Проводила я ее с детьми, покачала головой вслед. И зачем мне сдалась эта дурочка? Сама не понимаю.
Достала я свою книгу, достала и письменный прибор. Чернила мои не больно-то хороши, для них заморские орешки потребны, их к нам редко возят. Приходится смешивать толченый уголь с рассветным соком травы лисогон. Выцветают буквы, да уж на мой век хватит. Там и осталось-то, наверное, с полпальца. Шутка ли, целых пять дюжин лет. Боги, сказала бы вдовушка Балгуи, уж заждались. А я бы лишь кивнула. Зачем дразнить свиней?
Книга-то более чем наполовину исписана. И не первая это книга, и не вторая...
Пометила я день — вторая полная луна южного ветра махди, пятый год правления государя Уицмирла. Полагалось бы приписать “и да продлятся дни его”, да я пальмовую бумагу берегу...
Забегало по листу отточенное воронье перо, потянулись ровные строчки. Все я записала о дурочке Миумах, о муженьке ее. Пригодится.

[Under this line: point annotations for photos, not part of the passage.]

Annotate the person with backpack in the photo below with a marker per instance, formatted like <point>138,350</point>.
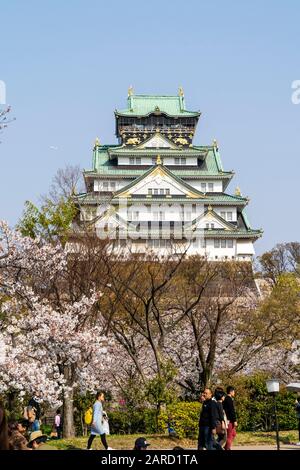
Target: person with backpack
<point>97,428</point>
<point>58,424</point>
<point>229,409</point>
<point>297,408</point>
<point>33,411</point>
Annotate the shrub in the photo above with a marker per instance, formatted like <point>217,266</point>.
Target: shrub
<point>183,417</point>
<point>132,422</point>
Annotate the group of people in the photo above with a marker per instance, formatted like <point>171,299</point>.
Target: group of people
<point>25,433</point>
<point>217,424</point>
<point>218,421</point>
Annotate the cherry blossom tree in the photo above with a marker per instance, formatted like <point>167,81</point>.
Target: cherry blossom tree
<point>52,345</point>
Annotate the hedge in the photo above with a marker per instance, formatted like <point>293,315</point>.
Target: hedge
<point>183,417</point>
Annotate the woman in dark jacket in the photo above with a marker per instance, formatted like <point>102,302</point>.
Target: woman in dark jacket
<point>221,426</point>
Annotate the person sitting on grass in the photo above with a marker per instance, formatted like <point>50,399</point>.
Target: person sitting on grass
<point>37,441</point>
<point>141,444</point>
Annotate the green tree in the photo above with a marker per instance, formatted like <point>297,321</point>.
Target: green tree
<point>51,222</point>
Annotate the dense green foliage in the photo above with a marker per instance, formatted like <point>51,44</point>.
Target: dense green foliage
<point>49,222</point>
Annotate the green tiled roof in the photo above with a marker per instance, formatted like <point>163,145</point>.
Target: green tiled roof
<point>143,105</point>
<point>132,151</point>
<point>103,165</point>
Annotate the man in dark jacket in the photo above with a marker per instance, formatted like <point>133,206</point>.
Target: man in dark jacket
<point>207,422</point>
<point>229,409</point>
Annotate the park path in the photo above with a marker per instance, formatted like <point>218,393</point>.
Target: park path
<point>267,447</point>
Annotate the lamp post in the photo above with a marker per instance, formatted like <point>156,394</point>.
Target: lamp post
<point>273,389</point>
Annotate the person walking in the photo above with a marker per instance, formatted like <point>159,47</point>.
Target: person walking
<point>229,409</point>
<point>97,428</point>
<point>58,424</point>
<point>297,408</point>
<point>219,396</point>
<point>207,422</point>
<point>34,405</point>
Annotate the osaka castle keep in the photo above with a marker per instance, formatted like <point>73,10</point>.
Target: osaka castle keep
<point>155,190</point>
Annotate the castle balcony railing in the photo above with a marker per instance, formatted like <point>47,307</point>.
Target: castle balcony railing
<point>177,129</point>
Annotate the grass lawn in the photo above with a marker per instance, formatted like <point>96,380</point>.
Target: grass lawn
<point>123,442</point>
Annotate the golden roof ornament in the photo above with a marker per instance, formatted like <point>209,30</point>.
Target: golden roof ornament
<point>215,144</point>
<point>130,90</point>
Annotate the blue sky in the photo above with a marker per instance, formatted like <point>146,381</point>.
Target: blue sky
<point>67,66</point>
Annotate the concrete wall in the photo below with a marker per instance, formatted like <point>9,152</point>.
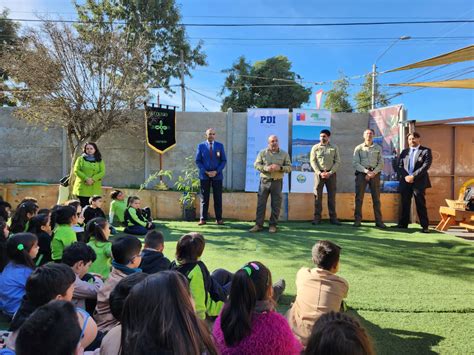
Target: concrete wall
<point>29,153</point>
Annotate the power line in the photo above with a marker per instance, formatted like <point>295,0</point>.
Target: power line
<point>328,24</point>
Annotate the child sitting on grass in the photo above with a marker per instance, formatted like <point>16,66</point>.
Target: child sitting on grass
<point>40,225</point>
<point>50,282</point>
<point>117,208</point>
<point>135,220</point>
<point>93,209</point>
<point>337,333</point>
<point>79,256</point>
<point>318,290</point>
<point>153,259</point>
<point>209,291</point>
<point>98,233</point>
<point>53,329</point>
<point>21,250</point>
<point>21,218</point>
<point>63,235</point>
<point>126,259</point>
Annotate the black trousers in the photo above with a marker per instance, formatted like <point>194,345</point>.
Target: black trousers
<point>206,186</point>
<point>407,191</point>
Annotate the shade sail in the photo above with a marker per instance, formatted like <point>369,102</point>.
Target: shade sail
<point>455,84</point>
<point>459,55</point>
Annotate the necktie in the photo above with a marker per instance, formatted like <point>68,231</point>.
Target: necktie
<point>410,161</point>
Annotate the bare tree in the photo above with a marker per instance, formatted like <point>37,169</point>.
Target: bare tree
<point>87,83</point>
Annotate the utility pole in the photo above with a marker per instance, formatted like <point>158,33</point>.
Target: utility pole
<point>183,88</point>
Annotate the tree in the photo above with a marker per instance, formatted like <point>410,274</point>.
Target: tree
<point>156,21</point>
<point>8,38</point>
<point>337,99</point>
<point>364,97</point>
<point>86,85</point>
<point>267,83</point>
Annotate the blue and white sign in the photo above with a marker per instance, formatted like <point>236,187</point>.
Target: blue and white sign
<point>262,123</point>
<point>307,124</point>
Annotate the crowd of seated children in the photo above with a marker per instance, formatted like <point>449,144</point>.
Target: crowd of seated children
<point>318,290</point>
<point>153,259</point>
<point>126,259</point>
<point>97,234</point>
<point>50,282</point>
<point>21,250</point>
<point>79,256</point>
<point>137,221</point>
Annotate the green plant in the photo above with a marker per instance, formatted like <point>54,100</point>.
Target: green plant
<point>161,185</point>
<point>188,183</point>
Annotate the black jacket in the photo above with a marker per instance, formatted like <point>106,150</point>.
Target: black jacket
<point>423,159</point>
<point>154,261</point>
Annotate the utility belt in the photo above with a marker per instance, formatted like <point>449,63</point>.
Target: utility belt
<point>369,169</point>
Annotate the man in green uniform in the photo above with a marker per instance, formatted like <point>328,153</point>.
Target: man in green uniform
<point>325,160</point>
<point>272,163</point>
<point>368,163</point>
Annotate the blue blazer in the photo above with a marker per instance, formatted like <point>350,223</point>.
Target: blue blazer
<point>205,163</point>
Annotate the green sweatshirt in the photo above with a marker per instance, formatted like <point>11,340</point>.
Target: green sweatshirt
<point>63,236</point>
<point>117,211</point>
<point>196,285</point>
<point>103,262</point>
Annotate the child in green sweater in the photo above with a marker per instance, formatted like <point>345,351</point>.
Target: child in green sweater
<point>98,233</point>
<point>63,235</point>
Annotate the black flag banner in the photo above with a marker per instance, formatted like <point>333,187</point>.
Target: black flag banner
<point>160,128</point>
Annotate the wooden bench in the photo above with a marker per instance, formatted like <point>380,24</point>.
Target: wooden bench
<point>451,217</point>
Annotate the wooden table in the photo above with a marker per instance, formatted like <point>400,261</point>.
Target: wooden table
<point>452,217</point>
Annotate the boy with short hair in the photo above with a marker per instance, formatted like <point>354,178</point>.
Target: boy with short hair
<point>318,290</point>
<point>79,256</point>
<point>153,259</point>
<point>126,260</point>
<point>93,209</point>
<point>52,281</point>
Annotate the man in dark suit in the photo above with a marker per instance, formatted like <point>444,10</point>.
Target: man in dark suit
<point>211,160</point>
<point>413,166</point>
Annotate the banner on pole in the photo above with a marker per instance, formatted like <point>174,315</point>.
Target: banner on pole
<point>160,128</point>
<point>384,121</point>
<point>307,124</point>
<point>319,96</point>
<point>262,123</point>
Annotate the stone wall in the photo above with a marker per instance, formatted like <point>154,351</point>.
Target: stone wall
<point>32,153</point>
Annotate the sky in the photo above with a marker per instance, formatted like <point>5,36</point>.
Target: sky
<point>319,54</point>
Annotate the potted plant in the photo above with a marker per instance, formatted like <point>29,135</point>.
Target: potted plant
<point>188,183</point>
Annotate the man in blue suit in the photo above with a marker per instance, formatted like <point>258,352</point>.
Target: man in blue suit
<point>211,160</point>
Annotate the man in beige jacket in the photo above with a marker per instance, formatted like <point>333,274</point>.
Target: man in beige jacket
<point>318,290</point>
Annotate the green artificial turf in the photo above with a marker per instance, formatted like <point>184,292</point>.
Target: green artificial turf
<point>413,292</point>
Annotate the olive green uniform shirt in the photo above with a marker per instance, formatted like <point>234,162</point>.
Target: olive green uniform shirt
<point>368,157</point>
<point>266,158</point>
<point>325,157</point>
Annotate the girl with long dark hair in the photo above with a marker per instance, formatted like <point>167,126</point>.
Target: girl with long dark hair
<point>159,318</point>
<point>248,323</point>
<point>89,169</point>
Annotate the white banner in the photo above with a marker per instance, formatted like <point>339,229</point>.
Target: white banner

И только отложила книгу просыхать — кто-то застучал в дверь. Да не так, как ко мне стучат — с робостью и почтением, а будто молотком по гвоздю. Ну, стучи, стучи. Дверь у меня крепкая, а я пока что книгу в тайное место приберу. Не след кому видеть, что записи веду. Запрещено это специальным указом покойного государя. Храмовым жрецам можно, и купцам можно, и свободным данникам из Внутреннего Дома, а простому люду в провинциях — ни в коем разе. Буквы суть священные знаки, и не всяким там грязным пальцам их выводить... Режут такие пальцы... Ну а поскольку не жрица я, не купчиха...
И кто ж это у нас такой настырный?
Нет, парнишка точно не местный. Город наш, Огхойя, невелик. Полторы дюжины лет я здесь живу, всякую тварь знаю. Может, из сельских, с обозом пришел? Стучится-то как яростно, вынь да положь ему тетушку Саумари.
— Ну? — Откинув крепкий штырь засова, я встала на пороге. Сложила руки на груди, прищурилась. — Какому несчастному вздумалось беспокоить почтенную женщину?
Годов ему на вид — один-два над дюжиной. Повязка набедренная грязна, как ненастная ночь, в растрепанных черных волосах соломинки запутались, ноги пыльные. Исцарапанный весь, тощий. А на плече — я пригляделась внимательнее — выжжен синеватый треугольник. Рабское клеймо.
— Мне бы тетушку Саумари... — прохрипел он и неуклюже поклонился. Ясное дело, деревенщина. Городских-то рабов учат правильные поклоны класть.
— Ну, я это. — Голос, когда надо, у меня колючий как чертополох. Сейчас, наверное, надо. — А вот ты-то кто, сопливый? Чего тебе? Ежели сбег откуда, лучше сразу проваливай, не то стражников кликну.